A few other files we'll need to support running Bolt:
A bolt configuration file, to tell it where to find modules
~/terraform_provision/bolt.yaml
---
modulepath: ./modules:~/githubs/modules
A Puppetfile with dependencies:
~/terraform_provision/Puppetfile
mod 'puppetlabs-apache', '4.0.0'
mod 'puppetlabs-stdlib', '5.2.0'
mod 'puppetlabs-concat', '5.2.0'
And lastly, an HTML page to serve:
~/terraform_provision/files/site.html
<!DOCTYPE html>
<body>
<h1>Hello from Terraform + Bolt!</h1>
</body>
</html>
Again, all these files are available in this git repo, with a bit more verbosity and structure!
Running Bolt
Phew! Now that all our files are in place, here's how easy it is to deploy our server:
$ bolt puppetfile install
$ bolt plan run terraform_provision \
-i ~/terraform_provision/inventory.yaml \
tf_path=~/terraform-playground
And that's it!
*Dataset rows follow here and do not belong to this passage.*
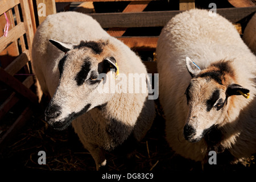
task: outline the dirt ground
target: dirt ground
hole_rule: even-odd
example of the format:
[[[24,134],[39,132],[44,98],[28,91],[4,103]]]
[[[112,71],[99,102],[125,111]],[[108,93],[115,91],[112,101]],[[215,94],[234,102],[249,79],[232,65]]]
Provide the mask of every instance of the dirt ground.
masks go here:
[[[157,115],[145,138],[138,145],[133,157],[127,159],[120,151],[106,154],[104,171],[207,171],[256,169],[253,156],[246,167],[241,165],[205,165],[175,154],[164,136],[164,119],[158,100]],[[43,110],[34,114],[19,134],[1,154],[0,169],[8,171],[95,171],[94,160],[84,149],[72,127],[65,131],[51,129],[44,121]],[[39,165],[38,152],[46,154],[46,164]],[[223,156],[222,156],[223,158]],[[225,156],[224,156],[224,158]]]

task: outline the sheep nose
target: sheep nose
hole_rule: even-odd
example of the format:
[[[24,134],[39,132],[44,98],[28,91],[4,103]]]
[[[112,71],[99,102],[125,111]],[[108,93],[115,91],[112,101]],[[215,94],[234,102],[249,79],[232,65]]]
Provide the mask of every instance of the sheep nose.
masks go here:
[[[189,140],[191,137],[196,134],[196,130],[191,125],[187,123],[184,127],[183,134],[185,139]]]
[[[61,113],[61,107],[55,104],[49,104],[44,111],[46,121],[49,119],[56,118]]]

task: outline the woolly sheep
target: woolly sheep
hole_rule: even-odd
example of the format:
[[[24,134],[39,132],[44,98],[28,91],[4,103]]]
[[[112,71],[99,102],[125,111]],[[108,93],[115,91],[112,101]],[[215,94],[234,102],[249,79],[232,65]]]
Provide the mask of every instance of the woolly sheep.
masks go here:
[[[256,55],[256,13],[247,24],[243,39],[246,45]]]
[[[32,57],[40,89],[52,97],[46,121],[60,130],[72,122],[97,169],[106,164],[106,151],[125,141],[139,141],[149,130],[155,111],[147,89],[133,94],[99,92],[109,82],[115,81],[115,86],[125,81],[115,80],[118,69],[119,75],[146,75],[147,71],[135,53],[92,17],[75,12],[48,16],[35,35]],[[100,78],[102,73],[105,77]],[[141,77],[141,85],[147,84],[146,78]]]
[[[256,152],[256,57],[231,23],[213,15],[185,11],[162,30],[159,100],[176,153],[204,164],[210,151],[225,151],[236,163]]]

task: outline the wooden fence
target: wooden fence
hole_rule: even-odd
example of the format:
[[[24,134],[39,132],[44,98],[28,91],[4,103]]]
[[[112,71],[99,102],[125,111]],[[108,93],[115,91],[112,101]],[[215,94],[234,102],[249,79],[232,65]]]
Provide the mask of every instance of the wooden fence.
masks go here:
[[[124,36],[124,34],[130,28],[162,27],[177,14],[196,6],[195,1],[180,0],[179,9],[177,10],[143,11],[151,1],[130,0],[128,5],[121,13],[95,13],[95,11],[93,11],[93,2],[125,1],[126,0],[76,0],[76,1],[83,3],[75,10],[84,11],[85,10],[85,13],[87,13],[94,12],[94,13],[90,13],[90,15],[96,19],[103,28],[106,28],[110,35],[123,41],[135,51],[154,52],[159,35],[127,36]],[[0,126],[1,123],[4,122],[3,120],[5,119],[5,116],[19,100],[22,99],[22,101],[25,101],[23,102],[27,106],[7,130],[3,131],[0,127],[0,150],[9,139],[12,138],[13,134],[18,131],[32,115],[31,108],[33,107],[31,107],[31,104],[32,106],[38,104],[37,96],[30,89],[34,84],[30,61],[32,41],[36,27],[46,18],[46,16],[38,16],[38,12],[40,9],[39,5],[40,3],[46,5],[46,15],[48,15],[56,13],[58,6],[60,5],[59,2],[69,1],[0,0],[0,27],[3,30],[5,25],[4,13],[6,13],[11,23],[8,36],[2,36],[0,34],[0,90],[7,89],[6,92],[7,92],[3,94],[4,96],[0,97]],[[217,13],[233,23],[246,25],[246,23],[256,11],[255,4],[249,0],[228,1],[237,7],[217,9]],[[69,3],[67,3],[62,4],[61,6],[63,7],[68,6],[69,5]],[[150,73],[157,72],[155,61],[144,61],[144,63]],[[19,78],[19,75],[24,77],[23,80]]]

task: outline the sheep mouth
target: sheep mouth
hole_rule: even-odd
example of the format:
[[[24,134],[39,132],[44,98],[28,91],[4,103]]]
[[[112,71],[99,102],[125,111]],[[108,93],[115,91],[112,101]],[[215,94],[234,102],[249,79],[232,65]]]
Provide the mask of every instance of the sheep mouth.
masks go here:
[[[48,122],[50,125],[50,126],[52,126],[55,130],[59,131],[64,130],[71,124],[73,120],[88,111],[89,108],[90,107],[90,104],[86,105],[78,113],[73,112],[61,120],[59,120],[57,121],[50,120]]]
[[[72,120],[57,121],[50,124],[50,125],[56,130],[62,131],[66,129],[71,124],[72,122]]]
The plan should output something like:
["34.220.231.46"]
Visit the IP in your browser and check out your new site!
Conclusion
Terraform and Bolt are both great tools with different strengths. Together they make automating your infrastructure so much easier, and enable you to easily get resources, then configure and manage them over time, without too much overhead or learning. This example, while simple, is just the beginning - so what are you going to build?
[1] If you don't believe me, 6 months ago I took the Puppet Certification test and got 48%, and I can do this. Really, I mean no Puppet knowledge!